Yes, most likely. Many organisations are still tied to manual/semi-manual deployments due to company policy or regulatory compliance (banks for example).
I wouldn't squirrel my documentation away in an ipynb file. So even though I'd like to use notebooks as runbooks, Jupyter just isn't the right solution for that. This could be a great tool for when you want to augment markdown documentation with runnable snippets. I really like this idea, it gives off literate programming[0] vibes.
> I wouldn't squirrel my documentation away in an ipynb file.
This! ipynb files are a nightmare to deal with. Fortunately, you can use jupyter without ever seeing a .ipynb file, by storing your notebooks in a different format (e.g. as programs or as markdown files). Bonus points: you'll hear fewer complains from your local graybeards if they can edit and run notebooks from their favorite text editor.
Another is that it looks like runme is written in Go instead of python. It's a single executable I can drop onto any new machine instead of futzing around getting a particular python version installed before doing any work.
I'm on the Runme team, and one of the goals of the primary goals of runme is to use a shared markdown parsing engine so that there is consistent behavior between CLI/GH Action and the VS Code Notebook.
There are actually many differences. We focus more on operational tasks, and allow cells to contain code from a number of programming languages in addition to python. In fact most folks are using Runme to make executing runbooks full of bash commands a better experience.
Ok, so from the front page I got the impression it was only bash. I'm hitting cloud APIs via python so Jupyter works for that, and I'm using the python to ssh into systems and run bash there. The two missing things from Jupyter are 1. ssh-ing to remote hosts and running shell scripts (we do it with a bunch of code) and 2. running cells concurrently. But python is a hard requirement.
I've just added the currently supported languages you can execute to runme.dev in the features section (Javascript, Typescript, Shell, Lua, Perl, Python and Ruby for now). Also, the Runme CLI (https://github.com/stateful/runme) also supports running cells in parallel with `runme run -all -p`.
We'd be interested to know how we can help Runme satisfy your use cases, join us on Discord! https://discord.gg/runme
I wonder if you'd get some mileage from my https://p3rl.org/Object::Remote module (or at least stealing the ideas therein ;) - it effectively applies https://p3rl.org/App::FatPacker on-demand over the wire so the remote code can use any (pure perl) module you've got installed locally without needing to be able to write to the disk.
(at https://shadow.cat/ we use it to investigate things on new customers' platforms with only an ssh login and a perl core install as requirements, along with as an ad-hoc "I need to run this on lots of machines without being intrusive" tool)
VS Code can attach to VMs via SSH and the notebooks will transparently run on the remote host. Python works out of the box as mentioned. I’m a co-creator of Runme btw.

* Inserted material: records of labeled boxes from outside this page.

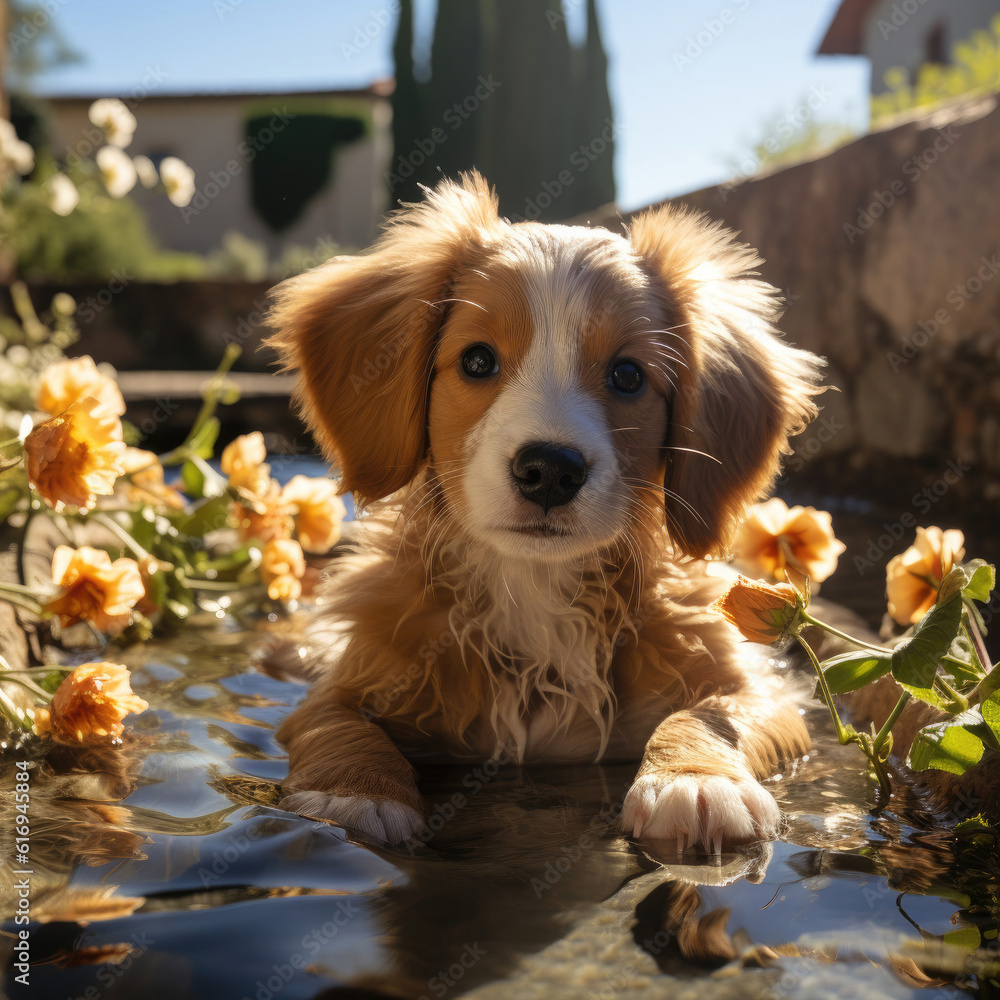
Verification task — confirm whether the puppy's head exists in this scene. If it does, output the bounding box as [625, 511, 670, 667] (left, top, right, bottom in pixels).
[271, 174, 819, 561]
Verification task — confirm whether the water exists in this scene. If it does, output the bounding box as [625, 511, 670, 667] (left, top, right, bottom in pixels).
[3, 615, 988, 1000]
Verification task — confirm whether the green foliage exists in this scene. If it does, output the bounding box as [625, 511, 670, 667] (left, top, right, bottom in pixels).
[3, 163, 205, 281]
[386, 0, 615, 221]
[245, 101, 371, 232]
[871, 14, 1000, 125]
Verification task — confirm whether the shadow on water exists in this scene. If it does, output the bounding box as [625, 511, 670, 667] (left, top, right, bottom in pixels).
[3, 617, 996, 1000]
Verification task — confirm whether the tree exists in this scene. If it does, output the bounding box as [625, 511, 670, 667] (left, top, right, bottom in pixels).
[387, 0, 615, 221]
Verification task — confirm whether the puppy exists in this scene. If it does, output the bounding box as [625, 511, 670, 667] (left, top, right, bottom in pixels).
[271, 173, 820, 852]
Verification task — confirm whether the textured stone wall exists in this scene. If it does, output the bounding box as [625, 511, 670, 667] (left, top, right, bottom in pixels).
[590, 96, 1000, 479]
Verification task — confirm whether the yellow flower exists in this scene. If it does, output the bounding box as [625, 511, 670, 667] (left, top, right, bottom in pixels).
[281, 476, 347, 552]
[260, 538, 306, 601]
[35, 354, 125, 417]
[87, 97, 136, 149]
[735, 497, 845, 583]
[122, 448, 184, 510]
[35, 663, 149, 744]
[94, 146, 137, 198]
[229, 479, 294, 542]
[709, 576, 805, 645]
[24, 396, 125, 511]
[160, 156, 195, 208]
[885, 526, 965, 625]
[45, 545, 146, 633]
[222, 431, 271, 494]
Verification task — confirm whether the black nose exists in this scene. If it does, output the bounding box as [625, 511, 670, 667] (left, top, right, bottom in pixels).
[510, 443, 587, 513]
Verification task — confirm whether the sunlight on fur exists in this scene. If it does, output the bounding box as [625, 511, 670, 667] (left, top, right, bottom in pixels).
[271, 174, 820, 852]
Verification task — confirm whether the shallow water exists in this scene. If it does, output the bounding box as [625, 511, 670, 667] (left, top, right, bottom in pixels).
[4, 600, 984, 1000]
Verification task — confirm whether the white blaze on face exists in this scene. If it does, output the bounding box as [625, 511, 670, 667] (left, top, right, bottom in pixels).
[463, 234, 624, 559]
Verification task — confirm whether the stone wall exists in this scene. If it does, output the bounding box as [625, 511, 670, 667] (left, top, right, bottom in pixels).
[590, 96, 1000, 488]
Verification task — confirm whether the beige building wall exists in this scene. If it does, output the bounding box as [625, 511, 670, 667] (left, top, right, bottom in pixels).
[50, 89, 392, 260]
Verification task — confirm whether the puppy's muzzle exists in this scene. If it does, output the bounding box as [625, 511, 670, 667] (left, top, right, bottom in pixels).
[510, 442, 587, 514]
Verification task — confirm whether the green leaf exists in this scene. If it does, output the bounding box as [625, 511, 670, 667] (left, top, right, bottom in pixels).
[955, 813, 995, 842]
[892, 588, 962, 692]
[909, 722, 983, 774]
[181, 455, 226, 498]
[962, 559, 997, 604]
[941, 629, 985, 689]
[187, 417, 222, 458]
[181, 462, 205, 499]
[944, 926, 982, 951]
[979, 691, 1000, 740]
[822, 650, 892, 694]
[177, 493, 229, 538]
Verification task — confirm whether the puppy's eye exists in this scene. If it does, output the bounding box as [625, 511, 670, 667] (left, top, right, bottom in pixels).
[462, 344, 500, 378]
[608, 358, 645, 396]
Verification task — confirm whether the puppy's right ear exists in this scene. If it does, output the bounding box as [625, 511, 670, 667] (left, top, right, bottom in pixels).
[268, 172, 505, 505]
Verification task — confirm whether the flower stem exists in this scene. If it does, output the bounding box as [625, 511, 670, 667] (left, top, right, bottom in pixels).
[875, 691, 910, 754]
[801, 611, 892, 653]
[795, 635, 855, 746]
[934, 674, 969, 715]
[89, 511, 167, 568]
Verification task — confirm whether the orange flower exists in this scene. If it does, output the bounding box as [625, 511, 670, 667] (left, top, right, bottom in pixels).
[46, 545, 146, 632]
[885, 527, 965, 625]
[736, 497, 846, 583]
[222, 431, 271, 493]
[24, 396, 125, 511]
[36, 355, 125, 417]
[260, 538, 306, 601]
[35, 663, 149, 744]
[281, 476, 347, 552]
[229, 479, 293, 542]
[709, 576, 805, 645]
[122, 448, 184, 510]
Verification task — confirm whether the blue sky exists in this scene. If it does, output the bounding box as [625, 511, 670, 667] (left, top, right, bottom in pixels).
[25, 0, 868, 209]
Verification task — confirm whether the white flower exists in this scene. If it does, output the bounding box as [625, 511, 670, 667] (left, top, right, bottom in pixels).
[45, 174, 80, 215]
[87, 97, 135, 149]
[95, 146, 136, 198]
[132, 155, 160, 187]
[160, 156, 194, 208]
[0, 118, 35, 174]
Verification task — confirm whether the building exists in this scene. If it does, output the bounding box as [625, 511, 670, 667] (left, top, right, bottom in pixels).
[817, 0, 1000, 94]
[48, 81, 392, 260]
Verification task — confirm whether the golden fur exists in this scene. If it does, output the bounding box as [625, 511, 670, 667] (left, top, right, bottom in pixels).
[271, 174, 818, 850]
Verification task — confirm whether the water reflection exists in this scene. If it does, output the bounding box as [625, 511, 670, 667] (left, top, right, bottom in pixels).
[3, 618, 986, 1000]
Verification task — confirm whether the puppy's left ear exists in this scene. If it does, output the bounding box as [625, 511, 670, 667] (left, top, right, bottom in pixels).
[631, 206, 823, 558]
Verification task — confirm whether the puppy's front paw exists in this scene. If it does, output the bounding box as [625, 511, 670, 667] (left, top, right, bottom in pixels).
[621, 771, 781, 854]
[279, 791, 424, 844]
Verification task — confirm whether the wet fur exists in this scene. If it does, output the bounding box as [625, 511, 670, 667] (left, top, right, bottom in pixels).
[271, 174, 818, 850]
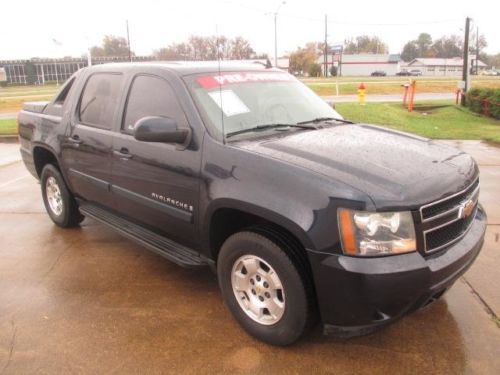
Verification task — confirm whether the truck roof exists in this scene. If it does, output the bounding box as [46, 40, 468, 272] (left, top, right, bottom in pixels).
[85, 61, 276, 76]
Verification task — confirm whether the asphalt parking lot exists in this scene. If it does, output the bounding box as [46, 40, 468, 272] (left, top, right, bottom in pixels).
[0, 141, 500, 374]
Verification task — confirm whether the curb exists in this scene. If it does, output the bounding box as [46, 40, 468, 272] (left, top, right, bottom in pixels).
[0, 134, 19, 143]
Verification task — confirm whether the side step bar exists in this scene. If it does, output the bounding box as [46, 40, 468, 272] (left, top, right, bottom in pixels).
[79, 202, 213, 268]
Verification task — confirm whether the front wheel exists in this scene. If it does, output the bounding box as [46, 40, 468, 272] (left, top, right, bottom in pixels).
[40, 164, 84, 228]
[217, 232, 311, 345]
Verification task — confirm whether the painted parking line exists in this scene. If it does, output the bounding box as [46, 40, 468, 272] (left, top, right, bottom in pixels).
[0, 176, 30, 189]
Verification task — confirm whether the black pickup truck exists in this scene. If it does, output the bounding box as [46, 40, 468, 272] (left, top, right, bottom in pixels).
[18, 63, 486, 345]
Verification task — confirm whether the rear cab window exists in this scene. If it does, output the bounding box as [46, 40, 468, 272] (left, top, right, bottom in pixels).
[77, 73, 123, 130]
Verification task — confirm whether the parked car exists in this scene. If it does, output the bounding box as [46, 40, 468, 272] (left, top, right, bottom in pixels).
[479, 69, 500, 76]
[396, 70, 411, 76]
[18, 63, 486, 345]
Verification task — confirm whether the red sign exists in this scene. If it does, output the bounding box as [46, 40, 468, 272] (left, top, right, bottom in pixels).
[197, 72, 294, 89]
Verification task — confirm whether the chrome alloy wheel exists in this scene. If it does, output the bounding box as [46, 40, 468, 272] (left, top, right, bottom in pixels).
[45, 176, 63, 216]
[231, 255, 285, 325]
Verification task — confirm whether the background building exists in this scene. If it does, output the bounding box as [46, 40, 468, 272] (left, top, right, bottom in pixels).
[0, 56, 289, 85]
[401, 57, 487, 76]
[0, 56, 154, 85]
[316, 53, 401, 76]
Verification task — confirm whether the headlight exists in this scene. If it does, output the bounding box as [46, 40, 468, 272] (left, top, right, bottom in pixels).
[338, 208, 417, 256]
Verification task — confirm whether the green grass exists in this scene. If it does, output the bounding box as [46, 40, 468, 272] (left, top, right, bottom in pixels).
[0, 119, 17, 135]
[336, 101, 500, 143]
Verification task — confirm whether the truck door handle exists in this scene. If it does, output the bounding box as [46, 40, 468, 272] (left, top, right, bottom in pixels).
[68, 134, 83, 145]
[113, 147, 132, 160]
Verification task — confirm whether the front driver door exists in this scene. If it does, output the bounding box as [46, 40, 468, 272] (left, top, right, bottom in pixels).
[112, 74, 201, 250]
[62, 73, 123, 206]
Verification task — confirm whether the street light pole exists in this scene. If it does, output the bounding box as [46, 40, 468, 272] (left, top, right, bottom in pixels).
[274, 1, 286, 68]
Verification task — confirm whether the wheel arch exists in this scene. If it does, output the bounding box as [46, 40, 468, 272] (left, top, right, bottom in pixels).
[202, 199, 314, 261]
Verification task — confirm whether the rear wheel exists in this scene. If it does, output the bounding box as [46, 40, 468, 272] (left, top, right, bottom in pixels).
[217, 232, 312, 345]
[41, 164, 85, 228]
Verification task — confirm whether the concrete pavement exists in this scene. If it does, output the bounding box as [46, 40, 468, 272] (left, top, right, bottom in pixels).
[0, 112, 17, 120]
[0, 93, 455, 119]
[0, 141, 500, 374]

Interactive Runbooks exist in some sort of tech-debt limbo where you have enough time to write a nice little runbook but apparently not enough time to properly automate whatever the task is. Ideally automation is easy and all change flows through a SDLC and you get all the nice things that come from that (testing for one). Instead companies build these cybernetic business processes via these adhoc notebooks to manually poke and prod production. This kinda made sense when they were these low-effort throw away things for rare events or short-term triage but now they're kinda-sorta code but without tests or reusability (or maybe you even further down the crazy well and write libraries and tests for your notebooks at which point you're really investing in the cybernetic operational model, and like, why?).